I vote #Quassnoi - correctness is a big win.
I usually find literals more useful than the syntax symbols like <, <=, >, >=, != etc. Yes, we need (better, accurate) results. And at least I get rid of probabilities of mis-interpreting and reverting meanings of the symbols visually. If you use <= and sense logically incorrect output coming from your select query, you may wander some time and only arrive to the conclusion that you did write <= in place of >= [visual mis-interpretation?]. Hope I am clear.
And aren't we shortening the code (along with making it more higher-level-looking), which means more concise and easy to maintain?
SELECT *
FROM emplyees
WHERE salary between 5000 AND 15000;
SELECT *
FROM emplyees
WHERE salary >= 5000 AND salary <= 15000;
First query uses only 10 words and second uses 12!
Personally, I wouldn't use BETWEEN, simply because there seems no clear definition of whether it should include, or exclude, the values which serve to bound the condition, in your given example:
SELECT *
FROM emplyees
WHERE salary between 5000 AND 15000;
The range could include the 5000 and 15000, or it could exclude them.

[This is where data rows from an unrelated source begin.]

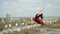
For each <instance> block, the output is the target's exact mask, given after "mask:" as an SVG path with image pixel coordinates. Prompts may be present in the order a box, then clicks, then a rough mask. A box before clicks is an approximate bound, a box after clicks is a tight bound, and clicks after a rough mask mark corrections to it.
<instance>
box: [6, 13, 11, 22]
mask: <svg viewBox="0 0 60 34" xmlns="http://www.w3.org/2000/svg"><path fill="white" fill-rule="evenodd" d="M9 21H10V15H9V14H6V17H5V23H8V22H9Z"/></svg>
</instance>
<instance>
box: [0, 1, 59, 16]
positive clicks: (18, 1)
mask: <svg viewBox="0 0 60 34" xmlns="http://www.w3.org/2000/svg"><path fill="white" fill-rule="evenodd" d="M39 8H44V10H43V14H44V16H60V0H0V17H5V16H6V14H10V16H11V17H32V16H34V15H35V14H36V13H37V11H39Z"/></svg>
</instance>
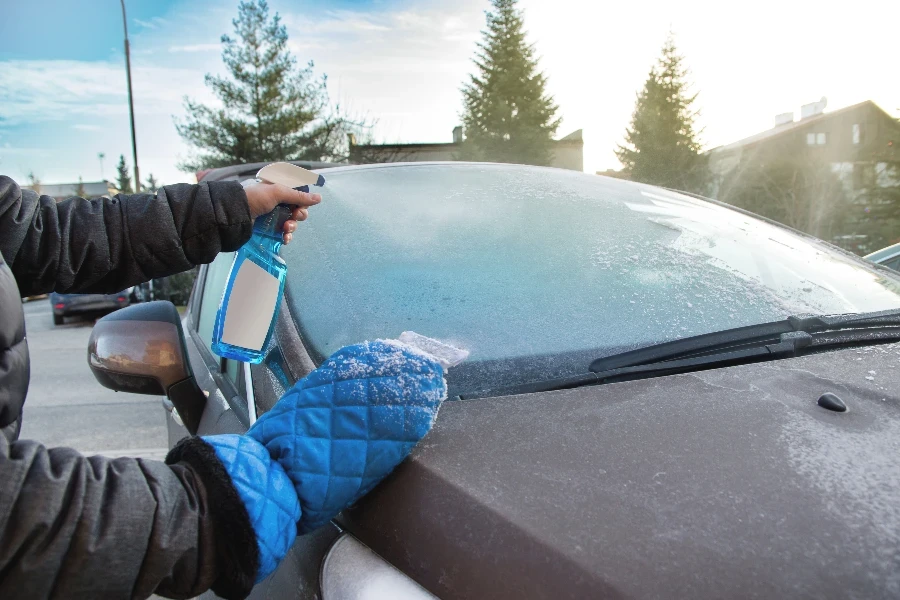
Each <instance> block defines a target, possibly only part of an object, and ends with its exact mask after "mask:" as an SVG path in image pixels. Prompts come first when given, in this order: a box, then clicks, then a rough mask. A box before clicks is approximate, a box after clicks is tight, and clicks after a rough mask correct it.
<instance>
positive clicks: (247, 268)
mask: <svg viewBox="0 0 900 600" xmlns="http://www.w3.org/2000/svg"><path fill="white" fill-rule="evenodd" d="M304 191H305V190H304ZM291 211H292V207H291V206H289V205H286V204H279V205H278V206H277V207H276V208H275V210H273V211H272V212H270V213H268V214H265V215H262V216H260V217H257V219H256V221H255V222H254V223H253V236H252V237H251V238H250V241H248V242H247V243H246V244H244V245H243V246H242V247H241V248H240V249H239V250H238V251H237V254H236V255H235V258H234V263H233V264H232V265H231V272H230V273H229V274H228V283H227V284H226V286H225V293H224V294H223V295H222V302H221V304H220V305H219V311H218V313H216V322H215V325H214V327H213V341H212V346H211V347H212V351H213V352H215V353H216V354H217V355H219V356H221V357H223V358H231V359H234V360H239V361H242V362H248V363H253V364H257V363H260V362H262V360H263V356H264V352H265V349H266V346H268V344H269V340H270V339H271V338H272V331H274V329H275V319H276V318H277V317H278V309H279V307H280V305H281V296H282V294H283V292H284V281H285V278H286V277H287V265H286V264H285V262H284V260H283V259H282V258H281V257H280V256H278V251H279V250H280V249H281V245H282V235H283V230H284V223H285V221H287V220H288V219H290V218H291Z"/></svg>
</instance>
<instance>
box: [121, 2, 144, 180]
mask: <svg viewBox="0 0 900 600" xmlns="http://www.w3.org/2000/svg"><path fill="white" fill-rule="evenodd" d="M119 2H120V3H121V4H122V27H123V28H124V29H125V72H126V73H127V74H128V112H129V114H130V116H131V153H132V156H133V157H134V191H135V193H137V192H140V191H141V172H140V170H139V169H138V166H137V136H135V134H134V100H133V98H132V96H131V50H130V48H129V46H128V19H126V18H125V0H119Z"/></svg>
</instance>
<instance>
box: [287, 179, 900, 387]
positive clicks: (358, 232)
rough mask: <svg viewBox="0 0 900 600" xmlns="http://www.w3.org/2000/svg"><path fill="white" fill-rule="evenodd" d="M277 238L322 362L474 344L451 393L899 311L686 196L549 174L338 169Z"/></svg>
mask: <svg viewBox="0 0 900 600" xmlns="http://www.w3.org/2000/svg"><path fill="white" fill-rule="evenodd" d="M321 193H322V195H323V201H322V203H321V204H320V205H319V206H317V207H316V208H315V216H314V218H312V219H310V220H309V222H308V223H305V224H304V225H303V228H302V231H300V232H298V234H297V235H295V236H294V242H293V243H292V244H290V245H288V246H285V247H284V249H283V250H282V256H283V257H284V258H285V260H286V261H287V265H288V277H287V284H286V285H287V298H288V301H289V303H290V307H291V312H292V313H293V315H294V318H295V320H296V322H297V325H298V327H299V329H300V333H301V336H302V338H303V340H304V343H305V344H306V345H307V347H308V349H309V350H310V352H311V354H312V355H313V358H314V359H315V360H321V359H322V358H323V357H325V356H328V355H330V354H331V353H333V352H334V351H335V350H337V349H338V348H340V347H341V346H343V345H346V344H352V343H356V342H359V341H362V340H367V339H377V338H389V337H396V336H398V335H399V334H400V333H402V332H403V331H404V330H412V331H416V332H418V333H420V334H423V335H426V336H430V337H434V338H438V339H443V340H446V341H448V342H450V343H454V344H456V345H458V346H460V347H463V348H465V349H467V350H469V351H470V353H471V354H470V357H469V360H468V361H467V362H466V363H464V364H463V365H461V366H460V367H457V368H455V369H453V370H452V371H451V373H450V375H449V378H448V383H449V384H450V386H451V394H452V390H454V389H455V390H456V391H463V392H474V391H478V390H480V389H493V388H496V387H501V386H502V385H505V384H510V385H512V384H517V383H521V382H524V381H528V380H537V379H547V378H550V377H556V376H565V375H568V374H574V373H573V371H574V372H584V370H585V369H586V367H587V364H589V363H590V360H591V359H592V358H600V357H604V356H610V355H612V354H617V353H620V352H624V351H627V350H631V349H635V348H639V347H644V346H649V345H652V344H657V343H661V342H665V341H670V340H674V339H679V338H686V337H690V336H695V335H701V334H704V333H711V332H714V331H721V330H724V329H730V328H734V327H741V326H746V325H753V324H759V323H764V322H769V321H775V320H780V319H783V318H785V317H786V316H789V315H793V314H802V313H815V314H834V313H856V312H868V311H876V310H887V309H892V308H900V279H897V278H894V277H892V276H890V275H887V274H885V273H884V271H883V270H880V269H877V270H876V269H875V268H873V266H872V265H871V264H869V263H867V262H864V261H862V260H861V259H857V258H854V257H852V256H849V255H848V254H846V253H843V252H839V251H836V250H835V249H833V248H832V247H831V246H828V245H826V244H824V243H821V242H819V241H817V240H814V239H812V238H809V237H806V236H804V235H801V234H798V233H796V232H793V231H791V230H788V229H785V228H783V227H778V226H776V225H773V224H771V223H768V222H765V221H761V220H759V219H757V218H754V217H753V216H750V215H748V214H745V213H741V212H738V211H734V210H731V209H729V208H727V207H724V206H722V205H719V204H716V203H713V202H708V201H704V200H700V199H697V198H694V197H691V196H687V195H684V194H679V193H676V192H671V191H668V190H663V189H660V188H654V187H650V186H646V185H641V184H635V183H632V182H626V181H621V180H618V179H612V178H605V177H597V176H593V175H586V174H582V173H574V172H566V171H560V170H555V169H541V168H532V167H521V166H512V165H510V166H499V165H471V164H468V165H466V164H453V165H416V166H390V167H366V168H359V169H346V170H334V171H332V172H330V173H329V177H328V184H327V185H326V186H325V187H324V188H323V189H322V192H321Z"/></svg>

Syntactically I think it should exclude them, since the values themselves are not between the given numbers. But my opinion is precisely that, whereas using operators such as >= is very specific. And less likely to change between databases, or between incremements/versions of the same.
Edited in response to Pavel and Jonathan's comments.
As noted by Pavel, ANSI SQL (http://www.contrib.andrew.cmu.edu/~shadow/sql/sql1992.txt) as far back as 1992, mandates the end-points should be considered within the returned date and equivalent to X >= lower_bound AND X <= upper_bound:
8.3
Function
Specify a range comparison.
Format
<between predicate> ::=
<row value constructor> [ NOT ] BETWEEN
<row value constructor> AND <row value constructor>
Syntax Rules
1) The three <row value constructor>s shall be of the same degree.
2) Let respective values be values with the same ordinal position
in the two <row value constructor>s.
3) The data types of the respective values of the three <row value
constructor>s shall be comparable.
4) Let X, Y, and Z be the first, second, and third <row value con-
structor>s, respectively.
5) "X NOT BETWEEN Y AND Z" is equivalent to "NOT ( X BETWEEN Y AND
Z )".
6) "X BETWEEN Y AND Z" is equivalent to "X>=Y AND X<=Z".
If the endpoints are inclusive, then BETWEEN is the preferred syntax.
Less references to a column means less spots to update when things change. It's the engineering principle, that less things means less stuff can break.
It also means less possibility of someone putting the wrong bracket for things like including an OR. IE:
WHERE salary BETWEEN 5000 AND (15000
OR ...)
...you'll get an error if you put the bracket around the AND part of a BETWEEN statement. Versus:
WHERE salary >= 5000
AND (salary <= 15000
OR ...)
...you'd only know there's a problem when someone reviews the data returned from the query.
Semantically, the two expressions have the same result.
However, BETWEEN is a single predicate, instead of two comparison predicates combined with AND. Depending on the optimizer provided by your RDBMS, a single predicate may be easier to optimize than two predicates.
Although I expect most modern RDBMS implementations should optimize the two expressions identically.
worse if it's
SELECT id FROM entries
WHERE
(SELECT COUNT(id) FROM anothertable WHERE something LEFT JOIN something ON...)
BETWEEN entries.max AND entries.min;
Rewrite this one with your syntax without using temporary storage.
I'd better use the 2nd one, as you always know if it's <= or <
In SQL, I agree that BETWEEN is mostly unnecessary, and can be emulated syntactically with 5000 <= salary AND salary <= 15000. It is also limited; I often want to apply an inclusive lower bound and an exclusive upper bound: #start <= when AND when < #end, which you can't do with BETWEEN.
OTOH, BETWEEN is convenient if the value being tested is the result of a complex expression.
It would be nice if SQL and other languages would follows Python's lead in using proper mathematical notation: 5000 <= salary <= 15000.
One small tip that wil make your code more readable: use < and <= in preference to > and >=.